Learning from home remains an option 


Jacob Khabie

Art teacher Angela Jacob helps a student during art class Feb. 23. Park started 50% capacity hybrid learning Feb 22.

Gabriel Kaplan

Three days into Park’s second try at hybrid learning, all seems to be going well. The decision to transition into in-person learning Feb. 22 was the right one to make, considering declining COVID-19 cases and the benefits of face-to-face instruction.

The hybrid model began this week at 50% capacity after Gov. Tim Walz pushed for the change, given Minnesota’s success in controlling the virus.

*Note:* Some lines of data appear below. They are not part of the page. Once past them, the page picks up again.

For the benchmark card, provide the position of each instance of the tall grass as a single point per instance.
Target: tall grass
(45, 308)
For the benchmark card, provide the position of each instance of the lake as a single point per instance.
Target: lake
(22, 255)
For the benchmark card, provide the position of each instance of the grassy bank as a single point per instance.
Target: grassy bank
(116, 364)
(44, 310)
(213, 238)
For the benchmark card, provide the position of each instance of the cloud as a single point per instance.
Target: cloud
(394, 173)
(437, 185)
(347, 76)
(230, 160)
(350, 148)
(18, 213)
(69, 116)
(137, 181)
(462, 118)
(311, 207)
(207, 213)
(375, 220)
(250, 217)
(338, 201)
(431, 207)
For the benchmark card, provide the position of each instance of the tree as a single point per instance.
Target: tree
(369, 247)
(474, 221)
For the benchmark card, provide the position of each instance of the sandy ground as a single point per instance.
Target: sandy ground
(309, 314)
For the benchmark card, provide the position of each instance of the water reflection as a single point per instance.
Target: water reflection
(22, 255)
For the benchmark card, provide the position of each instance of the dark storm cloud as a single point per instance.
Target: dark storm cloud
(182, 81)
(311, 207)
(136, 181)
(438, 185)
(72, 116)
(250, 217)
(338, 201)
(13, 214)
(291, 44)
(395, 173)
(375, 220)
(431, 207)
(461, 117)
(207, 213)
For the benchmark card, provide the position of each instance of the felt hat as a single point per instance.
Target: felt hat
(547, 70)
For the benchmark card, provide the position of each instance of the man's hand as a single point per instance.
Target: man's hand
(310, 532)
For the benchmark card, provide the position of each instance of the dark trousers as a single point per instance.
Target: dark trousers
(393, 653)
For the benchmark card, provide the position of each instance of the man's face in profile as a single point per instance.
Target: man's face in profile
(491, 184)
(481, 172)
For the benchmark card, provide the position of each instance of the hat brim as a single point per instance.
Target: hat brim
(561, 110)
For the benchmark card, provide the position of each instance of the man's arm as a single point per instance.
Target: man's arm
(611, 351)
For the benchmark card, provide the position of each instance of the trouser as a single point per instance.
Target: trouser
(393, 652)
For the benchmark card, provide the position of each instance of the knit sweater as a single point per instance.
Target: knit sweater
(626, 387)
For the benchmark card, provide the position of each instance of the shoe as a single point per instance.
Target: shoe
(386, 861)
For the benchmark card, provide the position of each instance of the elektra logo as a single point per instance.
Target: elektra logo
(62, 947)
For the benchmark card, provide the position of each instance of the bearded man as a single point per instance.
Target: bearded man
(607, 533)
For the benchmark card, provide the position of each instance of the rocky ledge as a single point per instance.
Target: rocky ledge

Administration has enacted a variety of precautions including masks, cohorts, limiting bathroom capacity and allowing seniors to eat off-campus. Teachers can also get tested for COVID-19 and some have the opportunity to get vaccinated.

Wearing masks and reducing the overall capacity of the building greatly reduces the risk of COVID-19 transmission. However, exposure is defined as at least 15 minutes of close contact with someone sick with the virus, regardless of if masks are worn or not. The seating chart required by administration mostly addresses this issue. If a student comes down with the virus, everyone who sat nearby should quarantine as well.

Individuals in the building will likely encounter the most people during passing time, but these exposures are fleeting, so the risk of transmission is low. 

Lunch time likely poses the greatest threat. Although there are fewer students in the building and seniors have an open campus, most people will still be in the lunchroom. With the spread of more transmissible forms of COVID-19, it does not seem smart to put students relatively close together without masks. Even with the original strain, many experts called into question whether six feet of distancing was sufficient.

Administration should encourage students to spread out even more to address this, enabling students to eat in the hallways if they are willing to sit well over six feet apart and clean up their spaces. This would give freshmen, sophomores and juniors a safer alternative to eating in the cafeteria. 

It’s good that Park is returning to hybrid learning, however, administration should continue to enforce precautions and students must follow them closely.